Thiago Barbosa
Tarde de domingo, 5ª rodada do Paulistão de 1997, Corinthians e Guarani, Pacaembu lotado e lá estava eu, na quilométrica fila de ingressos, aguardando ansioso a minha vez e com um certo receio de que os bilhetes se esgotassem antes de eu ter garantida a minha entrada.

Era a primeira vez que eu assistia a um jogo no estádio. E não é difícil imaginar o que representa para um garoto de 11 anos, fissurado pelo esporte bretão, ver de perto o jogo de seu time. A batucada dos torcedores na porta do estádio e a euforia das pessoas a comentar a atuação do Corinthians no último clássico faziam com que minha ansiedade de entrar naquele templo aumentasse ainda mais.

A fila diminuía gradativamente e meus olhos já alcançavam a bilheteria. Garantido o bilhete de acesso à arquibancada principal, rumei para o portão de entrada, quando quase fui atropelado por uma arrebatadora multidão de fiéis torcedores que corria em direção a um ônibus: era o 'Mosqueteiro', que transportava a delegação corintiana até o estádio.

Olhar fitado no ônibus, fransi as sobrancelhas para ter certeza do que estava vendo. Nem em meus melhores devaneios imaginei ver tão de perto os astros que tantas alegrias proporcionaram a este garoto apaixonato pelo Coringão. Um a um desciam os craques do time, interpelados por repórteres, em direção aos vestiários e ao coro de 'Salve o Corinthians, o campeão dos campeões...' declamado com entusiasmo pela torcida.

Faltava pouco para o jogo começar. Subi rapidamente a escadaria de acesso à arquibancada. Minha visão foi tomada por um inebriante tapete verde, palco do espetáculo que seria encenado naquela tarde. Os protagonistas ainda estavam no vestiário se aquecendo, repórteres de TV e rádio prediziam esquemas táticos e escalações e o trio de arbitragem checava os últimos detalhes antes de o jogo começar.

Cenário pronto. Os atletas entram em campo sob um ensurdecedor barulho de fogos, que se misturava aos gritos de 'Corinthians veio pra vencer, e os outros times se f...' proferidos pela nação corintiana.
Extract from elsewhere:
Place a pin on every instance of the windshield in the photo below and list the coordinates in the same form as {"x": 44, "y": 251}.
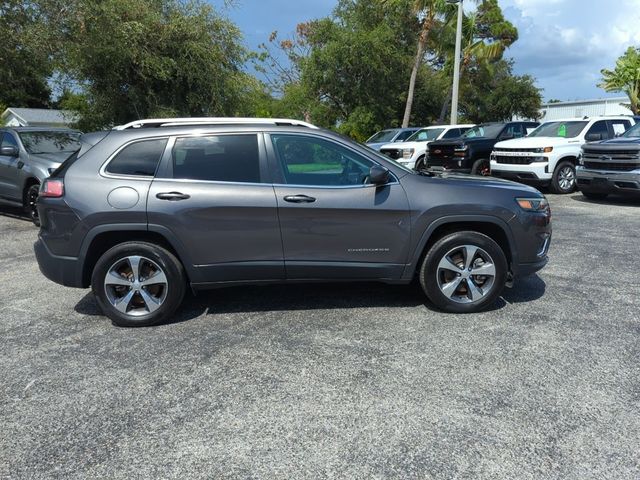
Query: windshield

Apito inicial. A bola começa a rolar e com ela um turbilhão de emoções aflorava em meu peito. O olhar ficou desnorteado, hesitando se fixava a atenção na partida ou na gigantesca bandeira dos Gaviões da Fiel que se estendia sobre a organizada.

Os minutos se passavam e eu era tomado por uma indisfarçavel avidez em ver um gol do timão. Virada do primeiro para o segundo tempo e só o que balançava a rede era o vento. Aos 36 minutos, quando a partida se descambava para um frustrante zero a zero, o atacante alvinegro Marcelinho Carioca recebeu lançamento e desabou na pequena área, provocando a agitação da torcida, que lançou uma série de impropérios ao árbitro. O mesmo, sem dar ouvidos às ofensas, apontou o dedo para a pequena área e assinalou o pênalti.

Quem presenciou a minha vibração poderia categóricamente afirmar que o gol já havia acontecido. Marcelinho, o pé-de-anjo, ajeitou com carinho a bola na marca da cal e tomou distância. Naquele instante não poderia olhar para lugar algum que não fosse a bola e o Marcelinho, que correu em direção a redondinha e, com um toque sutil de pé esquerdo, bateu no centro do gol, deslocando o goleiro, que pulou no canto direito. O autor do gol correu em nossa direção euforicamente a comemorar, subiu no alambrado e arremessou a camisa para o 'bando de loucos', que não cabia em si, êxtase.

A alegria de ter visto aquele gol foi maior do que a decepção de não ter conseguido pegar a camisa. Fim de jogo, placar apertado, vitória insossa, mas sem dúvida, o espetáculo mais emocionante que havia presenciado até então.